La GNAMC rafforza il dialogo con il Libano: Mazzantini incontra l’ambasciatrice Carla Jazzar

L'incontro al museo anticipa l'esposizione di Gilbert Halaby prevista per l'inizio del 2027. Al centro, il ruolo della cultura come ponte tra i popoli e la strategia di internazionalizzazione dell'istituzione

Un incontro che guarda al futuro della diplomazia culturale e dell’arte contemporanea. Alla Galleria Nazionale d’Arte Moderna e Contemporanea, la direttrice Renata Cristina Mazzantini ha ricevuto l’ambasciatrice della Repubblica del Libano in Italia, Carla Jazzar, in un appuntamento organizzato dall’editore e direttore di Inside Art, Guido Talarico. Al centro del confronto, la preparazione della mostra dell’artista italo-libanese Gilbert Halaby, in programma all’inizio del 2027, ma anche il rafforzamento delle relazioni culturali tra Italia e Libano attraverso il ruolo sempre più internazionale della GNAMC. L’iniziativa si inserisce nel percorso di apertura internazionale che Mazzantini sta imprimendo allo spazio capitolino fin dall’inizio del suo mandato nel 2024. L’obiettivo è consolidare il museo come luogo di dialogo tra culture, capace di costruire relazioni con istituzioni, ambasciate e realtà artistiche internazionali attraverso il linguaggio universale dell’arte contemporanea. Una strategia che la direttrice ha più volte indicato come centrale per il futuro dell’istituzione romana, rafforzando reti di collaborazione con partner italiani e stranieri e promuovendo il museo come punto di riferimento culturale aperto al mondo.

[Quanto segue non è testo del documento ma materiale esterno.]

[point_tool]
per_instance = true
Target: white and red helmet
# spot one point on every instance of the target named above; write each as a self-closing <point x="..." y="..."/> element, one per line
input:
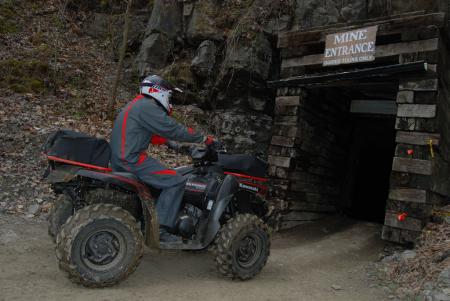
<point x="159" y="89"/>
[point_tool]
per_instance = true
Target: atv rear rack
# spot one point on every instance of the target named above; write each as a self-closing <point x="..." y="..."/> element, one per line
<point x="76" y="163"/>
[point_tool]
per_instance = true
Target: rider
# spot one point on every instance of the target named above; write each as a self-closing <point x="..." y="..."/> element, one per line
<point x="147" y="120"/>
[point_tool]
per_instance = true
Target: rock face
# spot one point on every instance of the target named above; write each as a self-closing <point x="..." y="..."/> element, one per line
<point x="202" y="25"/>
<point x="223" y="52"/>
<point x="166" y="18"/>
<point x="105" y="26"/>
<point x="242" y="132"/>
<point x="154" y="53"/>
<point x="203" y="63"/>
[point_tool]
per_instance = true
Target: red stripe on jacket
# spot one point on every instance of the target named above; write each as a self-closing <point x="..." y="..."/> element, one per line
<point x="124" y="124"/>
<point x="165" y="172"/>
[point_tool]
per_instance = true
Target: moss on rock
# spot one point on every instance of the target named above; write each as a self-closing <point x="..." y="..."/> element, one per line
<point x="24" y="76"/>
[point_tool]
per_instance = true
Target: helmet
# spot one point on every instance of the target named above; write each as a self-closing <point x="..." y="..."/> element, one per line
<point x="159" y="89"/>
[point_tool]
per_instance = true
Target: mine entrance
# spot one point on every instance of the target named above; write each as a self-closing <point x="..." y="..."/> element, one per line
<point x="369" y="166"/>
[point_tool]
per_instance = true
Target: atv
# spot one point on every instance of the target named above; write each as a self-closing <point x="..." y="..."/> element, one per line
<point x="102" y="219"/>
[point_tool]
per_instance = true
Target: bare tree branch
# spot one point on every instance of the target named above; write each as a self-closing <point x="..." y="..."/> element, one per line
<point x="123" y="49"/>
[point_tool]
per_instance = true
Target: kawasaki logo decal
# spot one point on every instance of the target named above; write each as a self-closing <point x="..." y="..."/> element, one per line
<point x="255" y="189"/>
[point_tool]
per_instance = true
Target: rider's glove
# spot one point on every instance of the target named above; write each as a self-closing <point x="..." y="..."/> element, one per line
<point x="209" y="140"/>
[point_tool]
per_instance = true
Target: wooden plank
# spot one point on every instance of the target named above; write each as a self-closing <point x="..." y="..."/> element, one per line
<point x="420" y="85"/>
<point x="292" y="224"/>
<point x="399" y="235"/>
<point x="311" y="207"/>
<point x="409" y="223"/>
<point x="385" y="25"/>
<point x="417" y="138"/>
<point x="286" y="110"/>
<point x="405" y="97"/>
<point x="422" y="167"/>
<point x="383" y="107"/>
<point x="282" y="141"/>
<point x="381" y="51"/>
<point x="279" y="161"/>
<point x="302" y="216"/>
<point x="416" y="110"/>
<point x="408" y="195"/>
<point x="287" y="100"/>
<point x="420" y="211"/>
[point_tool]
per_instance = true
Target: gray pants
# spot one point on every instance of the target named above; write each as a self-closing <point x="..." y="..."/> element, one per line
<point x="156" y="175"/>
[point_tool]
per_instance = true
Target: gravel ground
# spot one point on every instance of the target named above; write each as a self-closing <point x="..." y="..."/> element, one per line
<point x="326" y="260"/>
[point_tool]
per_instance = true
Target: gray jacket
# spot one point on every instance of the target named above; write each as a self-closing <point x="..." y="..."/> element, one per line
<point x="141" y="122"/>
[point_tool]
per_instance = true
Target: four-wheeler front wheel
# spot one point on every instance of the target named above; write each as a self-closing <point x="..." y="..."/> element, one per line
<point x="242" y="247"/>
<point x="100" y="245"/>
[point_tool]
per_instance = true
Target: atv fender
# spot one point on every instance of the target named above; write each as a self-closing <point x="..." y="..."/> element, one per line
<point x="226" y="193"/>
<point x="147" y="202"/>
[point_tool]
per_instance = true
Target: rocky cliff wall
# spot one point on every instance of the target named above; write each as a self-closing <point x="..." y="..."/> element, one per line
<point x="223" y="52"/>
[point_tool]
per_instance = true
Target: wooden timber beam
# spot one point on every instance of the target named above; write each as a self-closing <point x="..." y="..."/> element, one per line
<point x="318" y="34"/>
<point x="383" y="72"/>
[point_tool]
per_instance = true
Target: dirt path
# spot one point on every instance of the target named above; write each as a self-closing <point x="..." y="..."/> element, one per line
<point x="304" y="265"/>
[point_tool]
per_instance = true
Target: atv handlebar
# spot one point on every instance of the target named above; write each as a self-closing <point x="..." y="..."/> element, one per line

In questa direzione si colloca anche The Art Talks, il ciclo di incontri realizzato in collaborazione con Inside Art e in programma il prossimo dicembre, pensato per trasformare la Galleria in un luogo di confronto tra artisti, studiosi, istituzioni e protagonisti della scena culturale internazionale. La futura mostra di Gilbert Halaby rappresenta perfettamente questa visione. Artista diviso tra due appartenenze, quella italiana e quella libanese, Halaby costruisce un racconto che attraversa il Mediterraneo trasformandolo in uno spazio condiviso di memoria e identità. Le sue opere danno forma a un dialogo ideale tra le due sponde del mare, mettendo in relazione paesaggi, affetti e ricordi di culture diverse ma profondamente intrecciate. Al centro del progetto espositivo c’è il punto di vista di un bambino che appartiene a entrambi i Paesi e li riconosce come parte della propria storia. Un racconto intimo in cui convivono la dolcezza della memoria, il dolore della separazione e il desiderio di pace. A fare da simbolo è il pino, albero che cresce sulle coste italiane e libanesi e che diventa metafora di radici comuni, resilienza e continuità, quasi una presenza silenziosa capace di unire popoli e territori del Mediterraneo.

L’Ambasciata del Libano in Italia accompagnerà il progetto con il proprio patrocinio, confermando l’impegno a utilizzare la cultura come strumento di dialogo in una fase particolarmente delicata della storia del Paese. In questo contesto la mostra assume un significato che supera quello strettamente artistico, diventando occasione di incontro e di reciproca conoscenza tra comunità storicamente legate da rapporti di amicizia e scambi culturali. L’incontro tra Mazzantini e l’ambasciatrice Jazzar conferma così la volontà della GNAMC di rafforzare la propria vocazione internazionale. Un museo che, attraverso mostre, collaborazioni e progetti culturali, intende affermarsi sempre più come luogo in cui l’arte contemporanea diventa strumento di diplomazia, dialogo e costruzione di nuove relazioni tra i Paesi.